Just set up a new MSYS2 environment and an initial build of the source at tag v6.0.1 succeeded without any issues.
Then I switched to HEAD of origin/maintenance/gramps60 branch, followed by python setup.py build and ran python Gramps.py -v, but I am not sure whether the build updated for the updated code. The reason I am not sure if because of the version info from Gramps -v (and the about box) don’t match the code on disk:
The branches I’m switching between are gramps601 and maintenance/gramps60 with the commits shown below:
Actually when I switched back to the v6.0.1 branch, version shows as 6.0.1 so I guess the code change is recognized. I’m just not sure why the version information for gramps60 branch doesn’t match the HEAD commit.
$ python ./Gramps.py -v
Two Gramps application data directories exist.
Gramps Settings:
----------------
gramps : 6.0.1
o.s. : Windows
git revision is computed here, and the commit SHA is different based on the directory path provided:
Here is where the “incorrect” value comes from, because the SHA corresponds to the gramps/gramps folder:
Directory of __file__ is C:/msys64/home/username/dev/gramps-project/gramps/gramps/gen
__file__'s parent is C:/msys64/home/username/dev/gramps-project/gramps/gramps/gen/..

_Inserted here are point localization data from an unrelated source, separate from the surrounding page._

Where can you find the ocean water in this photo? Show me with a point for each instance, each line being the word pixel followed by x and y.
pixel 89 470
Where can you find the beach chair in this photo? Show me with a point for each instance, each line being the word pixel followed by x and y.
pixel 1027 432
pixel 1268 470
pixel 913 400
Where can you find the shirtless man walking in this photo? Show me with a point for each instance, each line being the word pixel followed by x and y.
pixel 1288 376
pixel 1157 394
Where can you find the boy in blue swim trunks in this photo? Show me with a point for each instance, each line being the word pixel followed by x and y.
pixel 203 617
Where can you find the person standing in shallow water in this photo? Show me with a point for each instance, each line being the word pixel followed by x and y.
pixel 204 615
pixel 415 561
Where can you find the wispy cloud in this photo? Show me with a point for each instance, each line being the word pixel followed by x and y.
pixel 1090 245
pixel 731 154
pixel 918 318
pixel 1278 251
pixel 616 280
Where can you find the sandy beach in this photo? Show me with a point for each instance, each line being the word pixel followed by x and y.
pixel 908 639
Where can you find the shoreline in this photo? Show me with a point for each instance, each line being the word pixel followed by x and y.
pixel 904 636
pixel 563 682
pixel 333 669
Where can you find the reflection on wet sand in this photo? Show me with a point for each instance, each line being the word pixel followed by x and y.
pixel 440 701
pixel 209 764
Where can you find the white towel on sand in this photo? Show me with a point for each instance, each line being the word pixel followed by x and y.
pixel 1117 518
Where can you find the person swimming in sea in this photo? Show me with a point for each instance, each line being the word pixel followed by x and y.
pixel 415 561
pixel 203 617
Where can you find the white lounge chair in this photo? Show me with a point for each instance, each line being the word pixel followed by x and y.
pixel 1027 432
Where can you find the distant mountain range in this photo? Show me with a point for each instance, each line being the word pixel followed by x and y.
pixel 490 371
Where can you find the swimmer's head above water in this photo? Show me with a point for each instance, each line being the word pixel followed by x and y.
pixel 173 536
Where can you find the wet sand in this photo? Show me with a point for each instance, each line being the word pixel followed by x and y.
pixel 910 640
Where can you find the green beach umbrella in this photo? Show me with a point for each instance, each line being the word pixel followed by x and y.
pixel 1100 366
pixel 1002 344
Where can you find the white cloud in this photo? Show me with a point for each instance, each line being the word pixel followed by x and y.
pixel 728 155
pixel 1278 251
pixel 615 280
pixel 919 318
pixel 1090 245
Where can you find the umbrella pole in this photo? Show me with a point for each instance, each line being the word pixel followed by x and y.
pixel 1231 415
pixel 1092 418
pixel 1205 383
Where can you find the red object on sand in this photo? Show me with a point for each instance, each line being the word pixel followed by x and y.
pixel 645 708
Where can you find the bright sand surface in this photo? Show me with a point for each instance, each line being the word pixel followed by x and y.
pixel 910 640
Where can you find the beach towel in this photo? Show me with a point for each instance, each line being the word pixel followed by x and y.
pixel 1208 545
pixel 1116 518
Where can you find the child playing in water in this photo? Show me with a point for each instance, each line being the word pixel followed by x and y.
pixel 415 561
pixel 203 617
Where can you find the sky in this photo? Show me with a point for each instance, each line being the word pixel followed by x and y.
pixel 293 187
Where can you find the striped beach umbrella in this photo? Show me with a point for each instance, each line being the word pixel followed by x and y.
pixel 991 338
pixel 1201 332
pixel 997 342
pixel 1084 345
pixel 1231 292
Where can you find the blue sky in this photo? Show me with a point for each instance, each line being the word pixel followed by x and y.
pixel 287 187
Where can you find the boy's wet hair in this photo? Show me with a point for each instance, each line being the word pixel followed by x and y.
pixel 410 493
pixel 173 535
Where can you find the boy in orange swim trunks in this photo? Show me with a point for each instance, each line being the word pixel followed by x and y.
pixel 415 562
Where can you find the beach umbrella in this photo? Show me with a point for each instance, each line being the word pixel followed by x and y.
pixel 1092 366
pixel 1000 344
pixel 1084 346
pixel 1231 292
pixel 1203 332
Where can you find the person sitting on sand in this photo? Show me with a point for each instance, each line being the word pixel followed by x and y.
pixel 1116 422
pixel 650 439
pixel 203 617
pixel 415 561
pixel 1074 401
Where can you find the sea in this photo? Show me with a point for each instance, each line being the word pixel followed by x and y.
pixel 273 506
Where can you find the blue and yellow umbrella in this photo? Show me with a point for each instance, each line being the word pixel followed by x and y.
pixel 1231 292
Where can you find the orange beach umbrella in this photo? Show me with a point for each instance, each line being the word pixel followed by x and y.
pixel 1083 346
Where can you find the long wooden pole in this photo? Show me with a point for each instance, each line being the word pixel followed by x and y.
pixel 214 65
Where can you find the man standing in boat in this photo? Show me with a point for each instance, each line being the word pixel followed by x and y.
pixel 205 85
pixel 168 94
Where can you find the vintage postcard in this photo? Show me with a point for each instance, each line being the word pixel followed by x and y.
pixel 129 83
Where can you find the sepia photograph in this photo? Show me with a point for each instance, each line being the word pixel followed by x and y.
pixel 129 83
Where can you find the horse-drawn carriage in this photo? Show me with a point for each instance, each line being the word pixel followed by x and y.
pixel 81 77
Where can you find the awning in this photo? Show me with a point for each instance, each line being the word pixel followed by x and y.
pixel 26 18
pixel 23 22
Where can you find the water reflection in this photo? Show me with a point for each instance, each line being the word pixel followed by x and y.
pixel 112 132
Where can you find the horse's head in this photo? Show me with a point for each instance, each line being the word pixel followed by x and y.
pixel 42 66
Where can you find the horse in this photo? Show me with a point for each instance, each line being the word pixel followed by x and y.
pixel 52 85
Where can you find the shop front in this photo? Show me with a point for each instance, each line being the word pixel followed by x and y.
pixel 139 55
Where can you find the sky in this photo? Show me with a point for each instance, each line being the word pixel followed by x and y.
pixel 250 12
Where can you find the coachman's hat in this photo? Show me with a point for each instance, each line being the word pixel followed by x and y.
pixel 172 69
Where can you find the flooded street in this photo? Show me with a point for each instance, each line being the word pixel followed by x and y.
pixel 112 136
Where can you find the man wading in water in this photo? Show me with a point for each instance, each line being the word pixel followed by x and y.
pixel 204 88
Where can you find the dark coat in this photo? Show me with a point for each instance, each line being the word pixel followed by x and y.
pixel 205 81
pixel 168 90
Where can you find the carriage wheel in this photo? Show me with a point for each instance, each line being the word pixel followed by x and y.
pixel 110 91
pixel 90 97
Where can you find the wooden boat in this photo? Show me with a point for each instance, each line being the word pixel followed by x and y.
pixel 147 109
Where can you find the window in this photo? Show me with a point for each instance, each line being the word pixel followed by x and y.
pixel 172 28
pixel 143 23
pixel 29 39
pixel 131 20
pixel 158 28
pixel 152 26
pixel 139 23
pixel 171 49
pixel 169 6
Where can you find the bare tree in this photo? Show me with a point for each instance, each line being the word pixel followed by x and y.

ROOT_DIR is C:/msys64/home/username/dev/gramps-project/gramps/gramps
git_revision on ROOT_DIR is -e18076eeb
The value I expect should come from the actual root directory, i.e.
ROOT_DIR is C:/msys64/home/username/dev/gramps-project/gramps
git_revision on ROOT_DIR is -96f2b6bc0
Does that make sense? Perhaps I’m not understanding the logic behind the code that’s in the repo currently, could someone tell me what I’m missing?
Understood, and that’s reflected in the output I posted for tag v6.0.1 v/s gramps60 HEAD. The issue is that the revision displayed is based on the folder gramps/gramps as opposed to the gramps folder.
My expectation was that for gramps60 HEAD revision, I should see version 6.0.1-96f2b6bc0 however gramps -v reports 6.0.1-e18076eeb which is unexpected. What would be your expectation?